Il y a de même des marais salants en Provence, dans lesquels on fait quelquefois deux récoltes chaque année, parce que la chaleur et la sécheresse de l’été y sont plus grandes ; et, comme la mer Méditerranée n’a ni flux ni reflux, il y a plus de sûreté et moins d’inconvénient à établir des marais salants dans son voisinage que dans celui de l’océan. Les

    ne fait entrer qu’environ un pied et demi d’eau sur le terrain, et comme il est imprégné de sel depuis plusieurs siècles, l’eau, à force de rouler dessus, se charge d’une plus grande quantité de sel… L’eau évaporée par la chaleur du soleil produit à sa surface une pellicule, et lorsqu’elle est prête à former le sel, elle paraît quelquefois rouge ou de couleur de rose, quand on la regarde à une certaine distance, et d’autres fois claire et limpide ; mais les ouvriers en jugent par une épreuve fort simple : ils plongent la main dans l’eau salée, et tout de suite ils la présentent à l’air ; s’il se forme dans l’instant, sur la surface de la peau, de petits cristaux et une légère croûte saline, ils jugent que l’eau est au point requis, et qu’il faut la conduire aux réservoirs, ensuite aux puits à roue, et enfin dans les tables pour les faire cristalliser… Les puits à roue n’ont ordinairement que cinq à six pieds de profondeur… Les tables ont des rebords formés de terre, pour y retenir huit à douze lignes d’eau que l’on y fait entrer toutes les vingt-quatre heures, et on ne lève du sel qu’après avoir réitéré l’introduction de l’eau sur les tables une vingtaine de fois, c’est-à-dire au bout de vingt jours : si la cristallisation a bien réussi, il reste après ce temps une épaisseur de sel d’environ trois pouces ou de deux pouces et demi… Ce sel est quelquefois si dur, surtout lorsque les vents du nord ont régné pendant l’évaporation, qu’il faut se servir de pelles de fer pour le détacher… On enlève ce sel ainsi formé sur les tables, et on en forme des monceaux en forme de pyramides, qui contiennent chacun environ quatre-vingts ou quatre-vingt-six minots de sel, du poids de cent livres par minot ; au bout de vingt-quatre heures, on rassemble tous ces petits monceaux de sel, et on en forme, sur un terrain élevé, des amas qui ont quelquefois cent toises de long, onze de large et cinq de hauteur, que l’on couvre ensuite de paille ou de roseau, en attendant qu’on puisse les faire transporter sur les grands entrepôts de vente, où l’on charge le sel pour l’approvisionnement des greniers du roi…
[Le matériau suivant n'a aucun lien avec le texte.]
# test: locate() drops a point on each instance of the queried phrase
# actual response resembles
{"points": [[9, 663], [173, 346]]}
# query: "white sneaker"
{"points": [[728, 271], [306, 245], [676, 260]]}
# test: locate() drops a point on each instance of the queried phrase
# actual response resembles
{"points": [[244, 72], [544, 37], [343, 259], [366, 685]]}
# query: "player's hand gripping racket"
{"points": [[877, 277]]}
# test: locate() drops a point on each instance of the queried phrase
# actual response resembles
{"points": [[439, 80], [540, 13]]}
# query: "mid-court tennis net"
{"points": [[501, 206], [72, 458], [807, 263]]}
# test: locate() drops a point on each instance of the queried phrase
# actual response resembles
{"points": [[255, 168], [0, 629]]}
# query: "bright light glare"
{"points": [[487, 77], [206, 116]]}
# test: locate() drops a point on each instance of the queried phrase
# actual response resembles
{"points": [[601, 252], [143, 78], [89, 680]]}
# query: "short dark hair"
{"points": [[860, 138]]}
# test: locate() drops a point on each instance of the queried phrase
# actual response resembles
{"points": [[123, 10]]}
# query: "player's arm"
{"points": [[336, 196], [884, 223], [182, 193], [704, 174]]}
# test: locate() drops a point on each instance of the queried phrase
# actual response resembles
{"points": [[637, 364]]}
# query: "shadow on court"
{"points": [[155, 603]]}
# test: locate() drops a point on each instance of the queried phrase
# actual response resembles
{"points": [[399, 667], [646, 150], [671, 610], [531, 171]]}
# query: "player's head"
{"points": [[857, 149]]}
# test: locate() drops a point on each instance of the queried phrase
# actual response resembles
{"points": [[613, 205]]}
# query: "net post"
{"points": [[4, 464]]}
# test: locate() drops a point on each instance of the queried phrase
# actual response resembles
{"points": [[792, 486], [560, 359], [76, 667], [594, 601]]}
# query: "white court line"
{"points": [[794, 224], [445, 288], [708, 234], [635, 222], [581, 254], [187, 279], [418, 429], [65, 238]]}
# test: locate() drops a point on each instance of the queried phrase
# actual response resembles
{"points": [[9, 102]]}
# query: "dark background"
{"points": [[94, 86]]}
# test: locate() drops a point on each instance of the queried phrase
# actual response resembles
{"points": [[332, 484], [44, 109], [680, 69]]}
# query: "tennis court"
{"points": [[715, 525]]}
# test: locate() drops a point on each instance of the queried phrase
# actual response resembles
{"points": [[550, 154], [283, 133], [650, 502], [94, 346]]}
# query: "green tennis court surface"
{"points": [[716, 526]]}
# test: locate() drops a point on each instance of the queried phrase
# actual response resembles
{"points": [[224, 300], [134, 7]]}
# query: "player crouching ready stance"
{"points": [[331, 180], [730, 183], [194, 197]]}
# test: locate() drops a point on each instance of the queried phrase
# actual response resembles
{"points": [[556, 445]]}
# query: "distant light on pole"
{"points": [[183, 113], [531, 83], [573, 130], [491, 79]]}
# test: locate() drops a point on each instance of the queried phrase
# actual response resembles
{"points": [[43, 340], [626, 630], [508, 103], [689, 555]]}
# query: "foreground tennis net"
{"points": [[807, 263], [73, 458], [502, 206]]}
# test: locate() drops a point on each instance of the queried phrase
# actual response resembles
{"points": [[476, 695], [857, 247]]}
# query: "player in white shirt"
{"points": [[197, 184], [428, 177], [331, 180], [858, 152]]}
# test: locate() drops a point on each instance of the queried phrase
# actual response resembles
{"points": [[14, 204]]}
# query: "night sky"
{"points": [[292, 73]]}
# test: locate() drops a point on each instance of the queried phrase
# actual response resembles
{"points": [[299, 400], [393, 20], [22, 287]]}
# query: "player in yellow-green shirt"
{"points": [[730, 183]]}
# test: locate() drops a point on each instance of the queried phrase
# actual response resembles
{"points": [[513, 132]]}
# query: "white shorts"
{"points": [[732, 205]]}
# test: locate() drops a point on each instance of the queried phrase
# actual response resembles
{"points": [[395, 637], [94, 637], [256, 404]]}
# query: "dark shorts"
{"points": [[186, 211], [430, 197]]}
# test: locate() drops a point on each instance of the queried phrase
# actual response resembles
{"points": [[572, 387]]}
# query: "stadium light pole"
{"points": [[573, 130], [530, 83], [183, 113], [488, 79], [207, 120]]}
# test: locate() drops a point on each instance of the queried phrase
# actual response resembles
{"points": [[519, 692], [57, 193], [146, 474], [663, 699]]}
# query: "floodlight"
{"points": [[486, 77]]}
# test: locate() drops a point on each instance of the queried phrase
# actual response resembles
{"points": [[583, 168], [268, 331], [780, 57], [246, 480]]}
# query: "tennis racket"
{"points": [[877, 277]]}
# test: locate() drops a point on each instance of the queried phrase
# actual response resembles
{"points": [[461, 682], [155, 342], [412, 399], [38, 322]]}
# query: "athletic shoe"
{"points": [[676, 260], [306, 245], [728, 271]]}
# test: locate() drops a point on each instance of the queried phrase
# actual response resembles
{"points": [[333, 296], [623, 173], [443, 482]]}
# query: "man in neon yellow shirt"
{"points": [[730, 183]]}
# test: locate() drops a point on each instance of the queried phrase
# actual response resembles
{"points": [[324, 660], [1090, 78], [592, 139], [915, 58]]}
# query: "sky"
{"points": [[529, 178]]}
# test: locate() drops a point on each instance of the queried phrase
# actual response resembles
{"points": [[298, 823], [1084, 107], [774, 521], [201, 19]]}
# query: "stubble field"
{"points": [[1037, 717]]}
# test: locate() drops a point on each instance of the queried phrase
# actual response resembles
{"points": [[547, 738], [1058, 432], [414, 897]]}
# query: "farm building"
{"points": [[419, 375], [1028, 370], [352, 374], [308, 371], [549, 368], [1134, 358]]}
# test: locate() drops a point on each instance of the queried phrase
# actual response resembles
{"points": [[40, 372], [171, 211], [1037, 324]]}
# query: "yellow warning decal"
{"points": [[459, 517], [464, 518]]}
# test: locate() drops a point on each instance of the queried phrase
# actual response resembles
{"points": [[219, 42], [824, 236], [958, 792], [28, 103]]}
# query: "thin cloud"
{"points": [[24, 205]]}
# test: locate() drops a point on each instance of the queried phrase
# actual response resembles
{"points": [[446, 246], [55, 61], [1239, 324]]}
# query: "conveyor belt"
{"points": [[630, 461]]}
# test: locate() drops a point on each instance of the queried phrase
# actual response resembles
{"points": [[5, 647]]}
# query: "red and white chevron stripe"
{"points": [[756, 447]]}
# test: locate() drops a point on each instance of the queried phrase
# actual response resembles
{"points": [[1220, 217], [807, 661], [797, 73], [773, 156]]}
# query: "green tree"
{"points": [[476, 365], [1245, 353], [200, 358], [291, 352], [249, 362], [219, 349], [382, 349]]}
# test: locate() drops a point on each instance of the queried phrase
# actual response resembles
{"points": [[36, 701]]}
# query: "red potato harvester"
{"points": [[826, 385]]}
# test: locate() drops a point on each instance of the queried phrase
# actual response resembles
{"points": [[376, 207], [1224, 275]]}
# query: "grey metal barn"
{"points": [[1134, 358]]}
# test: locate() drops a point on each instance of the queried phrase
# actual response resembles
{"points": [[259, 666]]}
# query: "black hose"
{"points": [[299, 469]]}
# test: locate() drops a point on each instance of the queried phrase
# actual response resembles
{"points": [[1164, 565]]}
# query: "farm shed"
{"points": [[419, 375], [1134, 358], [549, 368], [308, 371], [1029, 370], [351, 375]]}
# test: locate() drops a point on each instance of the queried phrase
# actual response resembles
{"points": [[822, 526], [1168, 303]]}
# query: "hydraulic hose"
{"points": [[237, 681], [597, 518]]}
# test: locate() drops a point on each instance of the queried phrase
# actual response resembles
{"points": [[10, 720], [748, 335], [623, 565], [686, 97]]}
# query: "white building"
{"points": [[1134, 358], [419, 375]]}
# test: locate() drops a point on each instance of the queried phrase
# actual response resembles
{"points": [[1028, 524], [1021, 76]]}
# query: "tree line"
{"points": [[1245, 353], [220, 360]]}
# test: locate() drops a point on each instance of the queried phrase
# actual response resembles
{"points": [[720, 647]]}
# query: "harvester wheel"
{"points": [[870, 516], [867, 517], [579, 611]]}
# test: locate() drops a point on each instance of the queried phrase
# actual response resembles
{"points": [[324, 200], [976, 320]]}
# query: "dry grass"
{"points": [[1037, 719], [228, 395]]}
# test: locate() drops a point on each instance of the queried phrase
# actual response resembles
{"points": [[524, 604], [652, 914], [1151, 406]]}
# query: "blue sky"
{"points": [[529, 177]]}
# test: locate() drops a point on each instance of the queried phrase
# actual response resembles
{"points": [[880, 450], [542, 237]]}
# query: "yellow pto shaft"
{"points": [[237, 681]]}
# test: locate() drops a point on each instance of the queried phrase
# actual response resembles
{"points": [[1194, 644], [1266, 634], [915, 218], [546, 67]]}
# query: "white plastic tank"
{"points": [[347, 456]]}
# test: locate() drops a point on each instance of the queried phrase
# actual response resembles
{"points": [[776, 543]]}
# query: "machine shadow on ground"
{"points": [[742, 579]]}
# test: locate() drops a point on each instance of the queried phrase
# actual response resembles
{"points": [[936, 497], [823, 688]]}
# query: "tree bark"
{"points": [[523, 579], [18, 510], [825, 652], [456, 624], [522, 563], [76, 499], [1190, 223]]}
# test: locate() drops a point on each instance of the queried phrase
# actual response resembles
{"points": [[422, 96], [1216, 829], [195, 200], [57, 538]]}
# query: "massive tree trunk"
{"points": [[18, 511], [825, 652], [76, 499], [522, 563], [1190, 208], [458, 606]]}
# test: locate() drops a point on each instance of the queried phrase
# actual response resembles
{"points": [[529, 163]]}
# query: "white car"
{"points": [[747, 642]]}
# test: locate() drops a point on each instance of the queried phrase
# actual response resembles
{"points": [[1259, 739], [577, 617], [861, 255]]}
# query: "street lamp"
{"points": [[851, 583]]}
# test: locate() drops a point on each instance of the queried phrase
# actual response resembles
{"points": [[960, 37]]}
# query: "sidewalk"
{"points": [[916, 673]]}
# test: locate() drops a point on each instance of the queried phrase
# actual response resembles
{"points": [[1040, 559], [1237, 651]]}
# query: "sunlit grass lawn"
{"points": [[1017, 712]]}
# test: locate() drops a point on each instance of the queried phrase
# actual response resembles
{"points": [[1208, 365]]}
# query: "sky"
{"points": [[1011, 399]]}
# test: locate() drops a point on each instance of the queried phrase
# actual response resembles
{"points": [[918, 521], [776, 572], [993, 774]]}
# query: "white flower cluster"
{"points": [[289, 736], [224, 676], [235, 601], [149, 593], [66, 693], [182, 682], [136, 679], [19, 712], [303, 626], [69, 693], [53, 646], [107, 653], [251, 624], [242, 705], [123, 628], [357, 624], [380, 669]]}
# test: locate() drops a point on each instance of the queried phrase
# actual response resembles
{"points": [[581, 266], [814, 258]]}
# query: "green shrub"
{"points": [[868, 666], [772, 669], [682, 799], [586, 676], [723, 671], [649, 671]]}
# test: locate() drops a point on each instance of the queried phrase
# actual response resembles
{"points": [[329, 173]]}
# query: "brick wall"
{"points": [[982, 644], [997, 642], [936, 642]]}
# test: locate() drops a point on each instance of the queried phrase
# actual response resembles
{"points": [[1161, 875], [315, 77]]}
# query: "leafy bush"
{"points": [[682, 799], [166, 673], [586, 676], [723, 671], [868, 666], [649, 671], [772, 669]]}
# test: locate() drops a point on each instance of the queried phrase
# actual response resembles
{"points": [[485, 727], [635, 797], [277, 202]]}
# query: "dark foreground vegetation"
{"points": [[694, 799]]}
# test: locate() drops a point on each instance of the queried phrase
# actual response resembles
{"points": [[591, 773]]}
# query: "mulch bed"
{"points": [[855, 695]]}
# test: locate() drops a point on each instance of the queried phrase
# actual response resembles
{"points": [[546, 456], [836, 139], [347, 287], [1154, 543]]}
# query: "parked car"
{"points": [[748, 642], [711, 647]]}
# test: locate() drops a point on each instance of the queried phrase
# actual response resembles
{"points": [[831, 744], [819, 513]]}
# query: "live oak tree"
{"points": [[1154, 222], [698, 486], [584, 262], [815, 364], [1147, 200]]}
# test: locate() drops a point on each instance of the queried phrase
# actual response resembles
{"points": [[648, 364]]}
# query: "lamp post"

    On ne fait chaque année, dans toutes les salines de Pécais, qu’une seule récolte ; dans les salines de Provence, à ce qu’on m’a assuré, on fait quelquefois une seconde récolte de sel qui est fort inférieur à celui de la première.

    Si dans l’espace de quatre mois, que dure toute la manœuvre de l’opération, il survient des pluies fréquentes, des vents de mer ou des orages, on fait une mauvaise récolte ; il faudrait toujours, pour bien réussir, un soleil ardent et un vent du nord ou nord-ouest… Les inondations du Rhône, qui répandent des eaux douces sur le terrain des salines, font quelquefois perdre la récolte d’une année…

    Suivant le règlement des gabelles, on doit ne laisser le sel entas que pendant une année, pour lui faire perdre cette amertume et cette âcreté qu’on lui trouve lorsqu’il est récemment fabriqué ; mais il y reste bien plus longtemps, car les propriétaires ne le vendent ordinairement aux fermiers généraux qu’au bout de trois, quatre et quelquefois cinq ans ; au bout de ce temps, il est si dur qu’on ne peut le détacher qu’avec des pics de fer.

    Dans les bonnes récoltes, on tire des salines de Pécais jusqu’à cinq cent treize mille minots de sel… On le vend au roi sur le pied de quarante-deux livres quinze sous le gros muid (c’est-à-dire cinq sous le minot, pesant cent livres)… Elles produisent au roi environ sept à huit millions par an…

    Les bords des canaux qui conduisent l’eau dans les puits à roue sont couverts de belles cristallisations de sel, que l’on est obligé de détacher de temps en temps, parce qu’avec le temps elles intercepteraient le passage de l’eau… La surface de l’eau qui coule au milieu du canal est couverte d’une pellicule mince, qui est un indice pour connaître quand une dissolution de certains sels doit être mise à cristalliser…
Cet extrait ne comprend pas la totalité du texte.